Some of the larger groups in the future include:

Rabbucks
Rabbucks fill the ecological niches of deer, zebras, giraffes and antelope; but they are descended, as the name suggests, from rabbits. They live in almost any environment, and feed on grass. Their anatomy resembles that of ungulates.
Gigantelope
The gigantelope take the niche held by elephants, giraffes, moose, musk oxen, rhinoceroses, and other large herbivores. They are descended from antelopes, and range in a wide variety of forms. One subbranch have evolved into the large, moose-like herbivores of the north (called the "hornheads").
Predator rats
The major group of terrestrial predators, who fill almost every carnivorous niche.

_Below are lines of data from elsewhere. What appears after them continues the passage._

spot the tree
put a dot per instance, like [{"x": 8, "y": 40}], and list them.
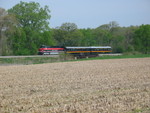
[
  {"x": 67, "y": 35},
  {"x": 31, "y": 16},
  {"x": 33, "y": 21},
  {"x": 7, "y": 26},
  {"x": 142, "y": 39}
]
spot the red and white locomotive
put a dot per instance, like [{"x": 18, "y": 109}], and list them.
[
  {"x": 50, "y": 50},
  {"x": 76, "y": 51}
]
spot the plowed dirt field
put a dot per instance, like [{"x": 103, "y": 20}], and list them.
[{"x": 97, "y": 86}]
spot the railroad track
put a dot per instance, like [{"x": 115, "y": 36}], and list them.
[
  {"x": 29, "y": 56},
  {"x": 116, "y": 54}
]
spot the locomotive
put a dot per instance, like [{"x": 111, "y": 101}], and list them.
[{"x": 76, "y": 51}]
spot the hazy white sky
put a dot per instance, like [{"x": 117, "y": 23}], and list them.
[{"x": 93, "y": 13}]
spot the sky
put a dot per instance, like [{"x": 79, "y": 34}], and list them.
[{"x": 92, "y": 13}]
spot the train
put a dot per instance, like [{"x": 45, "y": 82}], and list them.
[{"x": 76, "y": 51}]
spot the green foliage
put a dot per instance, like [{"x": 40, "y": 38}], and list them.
[
  {"x": 26, "y": 27},
  {"x": 32, "y": 28},
  {"x": 67, "y": 35},
  {"x": 142, "y": 39}
]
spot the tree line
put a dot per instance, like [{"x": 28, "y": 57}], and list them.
[{"x": 25, "y": 27}]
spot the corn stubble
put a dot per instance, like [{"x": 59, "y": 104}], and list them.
[{"x": 98, "y": 86}]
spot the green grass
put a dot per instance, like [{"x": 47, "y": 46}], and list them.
[
  {"x": 117, "y": 57},
  {"x": 40, "y": 60}
]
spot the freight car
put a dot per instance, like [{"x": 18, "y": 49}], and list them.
[{"x": 76, "y": 51}]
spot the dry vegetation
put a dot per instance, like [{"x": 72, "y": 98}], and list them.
[{"x": 98, "y": 86}]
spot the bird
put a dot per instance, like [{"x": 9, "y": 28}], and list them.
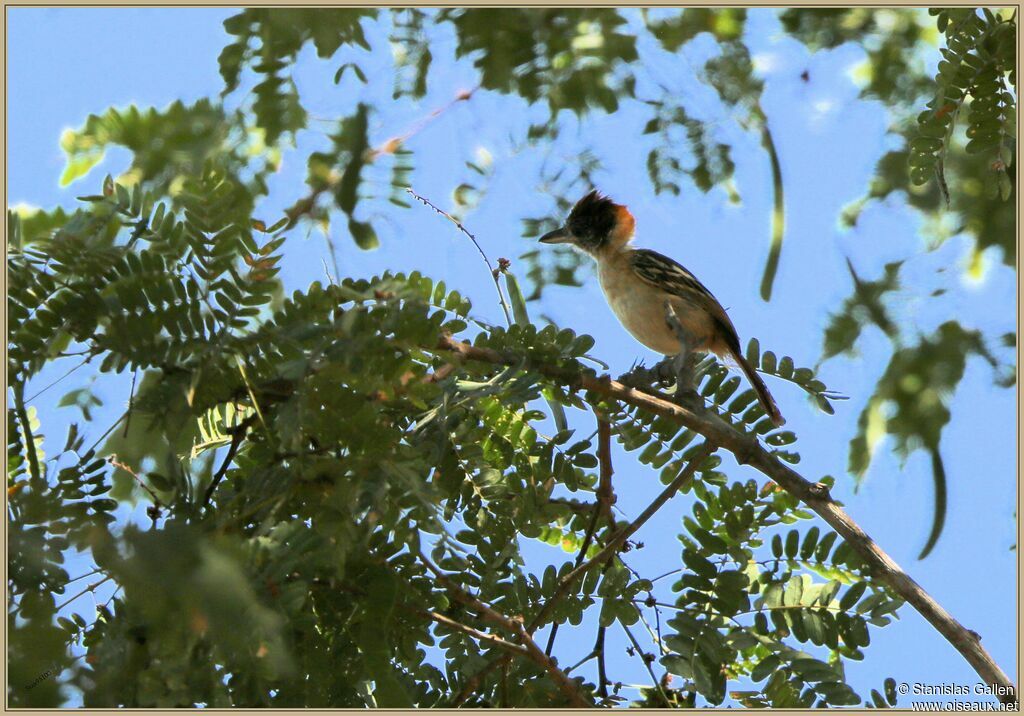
[{"x": 655, "y": 298}]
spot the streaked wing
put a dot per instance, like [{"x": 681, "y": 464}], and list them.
[{"x": 663, "y": 272}]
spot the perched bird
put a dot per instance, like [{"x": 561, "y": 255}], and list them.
[{"x": 655, "y": 299}]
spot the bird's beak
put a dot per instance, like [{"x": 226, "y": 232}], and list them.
[{"x": 559, "y": 236}]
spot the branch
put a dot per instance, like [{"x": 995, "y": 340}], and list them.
[
  {"x": 748, "y": 451},
  {"x": 476, "y": 634},
  {"x": 30, "y": 439},
  {"x": 605, "y": 499},
  {"x": 569, "y": 688},
  {"x": 616, "y": 541},
  {"x": 306, "y": 205},
  {"x": 646, "y": 662},
  {"x": 232, "y": 449},
  {"x": 494, "y": 271}
]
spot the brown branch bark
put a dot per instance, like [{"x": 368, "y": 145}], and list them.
[
  {"x": 569, "y": 688},
  {"x": 748, "y": 451},
  {"x": 605, "y": 499},
  {"x": 616, "y": 541}
]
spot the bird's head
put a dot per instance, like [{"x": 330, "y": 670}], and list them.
[{"x": 595, "y": 224}]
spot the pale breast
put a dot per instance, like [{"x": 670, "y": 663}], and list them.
[{"x": 640, "y": 307}]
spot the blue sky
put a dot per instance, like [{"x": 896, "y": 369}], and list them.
[{"x": 65, "y": 64}]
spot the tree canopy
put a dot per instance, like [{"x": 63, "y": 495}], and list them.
[{"x": 318, "y": 496}]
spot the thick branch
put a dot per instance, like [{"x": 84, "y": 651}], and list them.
[{"x": 748, "y": 450}]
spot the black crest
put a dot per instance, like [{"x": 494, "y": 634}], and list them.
[{"x": 592, "y": 219}]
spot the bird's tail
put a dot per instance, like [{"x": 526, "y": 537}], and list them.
[{"x": 767, "y": 402}]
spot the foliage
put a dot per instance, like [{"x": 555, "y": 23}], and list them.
[
  {"x": 348, "y": 445},
  {"x": 307, "y": 464}
]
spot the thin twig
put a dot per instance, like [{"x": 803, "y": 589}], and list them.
[
  {"x": 305, "y": 205},
  {"x": 477, "y": 634},
  {"x": 605, "y": 499},
  {"x": 646, "y": 663},
  {"x": 30, "y": 439},
  {"x": 491, "y": 269},
  {"x": 602, "y": 674},
  {"x": 616, "y": 541},
  {"x": 42, "y": 390},
  {"x": 90, "y": 588},
  {"x": 113, "y": 459},
  {"x": 239, "y": 434},
  {"x": 748, "y": 451},
  {"x": 131, "y": 403},
  {"x": 569, "y": 688}
]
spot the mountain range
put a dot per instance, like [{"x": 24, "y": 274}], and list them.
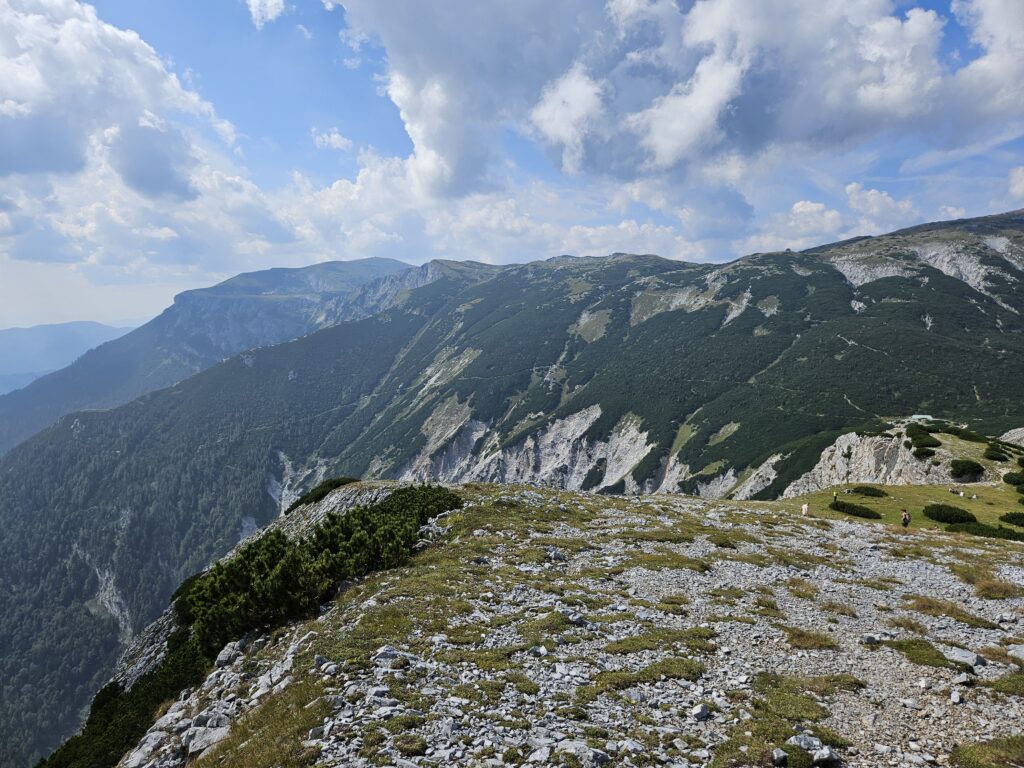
[
  {"x": 625, "y": 374},
  {"x": 202, "y": 328},
  {"x": 27, "y": 353}
]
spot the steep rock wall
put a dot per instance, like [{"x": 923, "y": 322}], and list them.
[{"x": 881, "y": 460}]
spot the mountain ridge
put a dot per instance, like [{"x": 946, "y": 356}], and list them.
[
  {"x": 652, "y": 374},
  {"x": 200, "y": 328}
]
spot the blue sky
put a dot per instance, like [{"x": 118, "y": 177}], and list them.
[{"x": 146, "y": 147}]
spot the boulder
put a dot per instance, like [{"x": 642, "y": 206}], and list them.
[
  {"x": 805, "y": 742},
  {"x": 962, "y": 655},
  {"x": 700, "y": 713},
  {"x": 826, "y": 756},
  {"x": 227, "y": 654}
]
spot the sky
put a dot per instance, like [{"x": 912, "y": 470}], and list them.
[{"x": 148, "y": 146}]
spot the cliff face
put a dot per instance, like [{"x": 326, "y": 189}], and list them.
[
  {"x": 881, "y": 460},
  {"x": 471, "y": 650}
]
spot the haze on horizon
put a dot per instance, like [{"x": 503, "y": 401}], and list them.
[{"x": 151, "y": 147}]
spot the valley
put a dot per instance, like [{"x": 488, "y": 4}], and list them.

They evolved, as the name suggests, from rats, and range in forms resembling polar bears, wolves, wolverines, cats, and even aquatic walrus-like forms.
Carnivorans
For the most part, Dixon assumes that carnivorans have either gone extinct, or have been forced into peripheral niches like the Creodonts in the Oligocene. A few still exist: the shurrack, pamthret, striger, ghole, gurrath, and nightglider.

Similar projects

Paleontologist Peter Ward wrote another book on a different perspective on future evolution, one with humans intact as a species. This book is called Future Evolution. Dixon's later work Man After Man also includes man. In 2002, a program on Animal Planet called The Future Is Wild—for which Dixon was a consultant—advances further using more precise studies of biomechanics and future geological phenomena based on the past.